Top Safest Stocks To Buy For 2019: 1st Source Corporation(SRCE)

Advisors’ Opinion:

  • [By Ethan Ryder]

    Get a free copy of the Zacks research report on 1st Source (SRCE)

    For more information about research offerings from Zacks Investment Research, visit Zacks.com

  • [By Joseph Griffin]

    Get a free copy of the Zacks research report on 1st Source (SRCE)

    For more information about research offerings from Zacks Investment Research, visit Zacks.com

  • [By Stephan Byrd]

    1st Source (NASDAQ:SRCE) was downgraded by investment analysts at BidaskClub from a “hold” rating to a “sell” rating in a report issued on Thursday.

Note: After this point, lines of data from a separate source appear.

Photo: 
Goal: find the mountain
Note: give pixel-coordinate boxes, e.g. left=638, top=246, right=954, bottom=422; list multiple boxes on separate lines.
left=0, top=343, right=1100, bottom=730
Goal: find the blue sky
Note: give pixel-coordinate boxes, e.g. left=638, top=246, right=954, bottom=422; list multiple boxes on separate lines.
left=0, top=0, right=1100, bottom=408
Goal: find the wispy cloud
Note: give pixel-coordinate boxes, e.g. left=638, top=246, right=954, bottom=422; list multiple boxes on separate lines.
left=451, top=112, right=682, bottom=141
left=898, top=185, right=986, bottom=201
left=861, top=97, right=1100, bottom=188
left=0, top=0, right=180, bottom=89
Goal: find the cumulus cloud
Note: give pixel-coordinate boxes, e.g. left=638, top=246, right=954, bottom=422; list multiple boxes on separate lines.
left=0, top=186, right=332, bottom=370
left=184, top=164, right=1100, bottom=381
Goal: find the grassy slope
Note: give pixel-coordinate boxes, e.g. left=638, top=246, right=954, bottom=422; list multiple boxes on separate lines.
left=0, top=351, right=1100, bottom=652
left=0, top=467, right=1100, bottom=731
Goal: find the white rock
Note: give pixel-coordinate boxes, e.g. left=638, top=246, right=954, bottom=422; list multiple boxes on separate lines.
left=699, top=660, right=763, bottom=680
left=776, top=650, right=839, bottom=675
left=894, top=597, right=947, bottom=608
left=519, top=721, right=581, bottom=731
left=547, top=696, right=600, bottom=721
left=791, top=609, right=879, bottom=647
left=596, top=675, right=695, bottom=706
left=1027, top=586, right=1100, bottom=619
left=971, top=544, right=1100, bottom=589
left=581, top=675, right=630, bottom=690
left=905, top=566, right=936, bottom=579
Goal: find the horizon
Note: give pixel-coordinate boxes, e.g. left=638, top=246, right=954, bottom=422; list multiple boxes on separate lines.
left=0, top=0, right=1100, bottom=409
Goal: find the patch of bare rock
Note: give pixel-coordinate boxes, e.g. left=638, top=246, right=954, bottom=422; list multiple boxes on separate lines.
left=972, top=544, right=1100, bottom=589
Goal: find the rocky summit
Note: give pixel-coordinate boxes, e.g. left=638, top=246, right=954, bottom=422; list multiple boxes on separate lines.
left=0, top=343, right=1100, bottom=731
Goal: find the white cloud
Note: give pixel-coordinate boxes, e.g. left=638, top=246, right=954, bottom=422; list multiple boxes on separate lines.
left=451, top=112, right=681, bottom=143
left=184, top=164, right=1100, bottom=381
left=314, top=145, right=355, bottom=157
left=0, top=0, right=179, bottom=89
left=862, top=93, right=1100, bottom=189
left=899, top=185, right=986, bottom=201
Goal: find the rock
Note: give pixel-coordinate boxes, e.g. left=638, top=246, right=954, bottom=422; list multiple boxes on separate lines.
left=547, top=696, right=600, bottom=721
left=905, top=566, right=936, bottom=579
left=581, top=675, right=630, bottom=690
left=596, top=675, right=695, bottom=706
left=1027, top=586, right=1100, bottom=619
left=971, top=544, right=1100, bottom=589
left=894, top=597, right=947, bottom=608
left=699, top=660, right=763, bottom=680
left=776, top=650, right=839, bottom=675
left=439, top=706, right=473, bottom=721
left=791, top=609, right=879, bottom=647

Top Safest Stocks To Buy For 2019: Reliv’ International Inc.(RELV)

Advisors’ Opinion:

  • [By Ethan Ryder]

    Headlines about Reliv International (NASDAQ:RELV) have trended somewhat positive recently, according to Accern. The research group ranks the sentiment of news coverage by monitoring more than 20 million blog and news sources in real time. Accern ranks coverage of publicly-traded companies on a scale of -1 to 1, with scores nearest to one being the most favorable. Reliv International earned a news sentiment score of 0.06 on Accern’s scale. Accern also assigned news articles about the company an impact score of 46.5816094320485 out of 100, indicating that recent news coverage is somewhat unlikely to have an impact on the company’s share price in the near future.